The semantics and mechanics of AI trustworthiness and human trust may seem to some like dancing-on-the-head-of-a-pin territory. Yet trust and technology is a closely studied and debated field, one where scholars of technology like UCL’s Jack Stilgoe state “people trust people, not technology” and one where the answer to “Do you trust AI?” is not a simple yes or no, or where adoption rates are a measure of our collective belief in the technology.
Trust is earned, persists or is revoked over time, and rests on many factors and variables.
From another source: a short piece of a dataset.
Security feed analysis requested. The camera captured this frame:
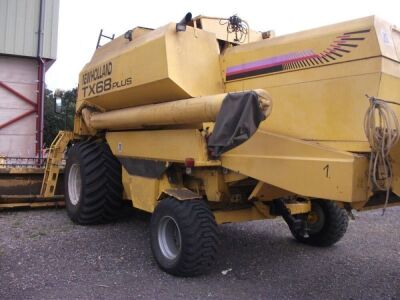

It certainly isn’t a byproduct of government telling us what we need to do.
Designing with the public, not upon them
This detour into trust and trustworthiness, be it of AI or of government in general, takes me back to the thing I care about most here at OXD, and the thing largely absent from this strategy: the practice of service design and delivery, for and with government.
As Hayes pointed out, and as I quoted above, the opportunities to establish trust, and to judge the trustworthiness of any new technology, often arise in an institutional setting, where that technology lives further down in the value chain, embedded in a broader education, health care, or justice system.
As citizens, we might not experience AI directly (the frustrating chatbot aside), but indirectly, as an algorithmic decision somewhere in the process: triaging cases, detecting fraud, scoring eligibility. The place AI is most likely to operate, the backstage of government services, puts pressure on the values citizens need in order to trust their government: integrity, openness, and fairness.
AI may be hidden from sight, but its impacts will be felt.
The work to be done
If government wants the trust that this strategy asks Canadians to extend, the place to invest is the practice of designing services with the public rather than deploying AI upon them: participatory and value-sensitive service design methods that give citizens a voice in whether and how AI is used, that make the hidden decisions legible, and that afford a path to recourse when the system gets it wrong.
Sometimes that will mean using AI, and sometimes it will mean deciding not to.
At OXD, this is the work we do with our government partners: treating design as the process that earns trust, rather than asking citizens to give it upon demand. That is what we would urge the strategy’s authors to fund.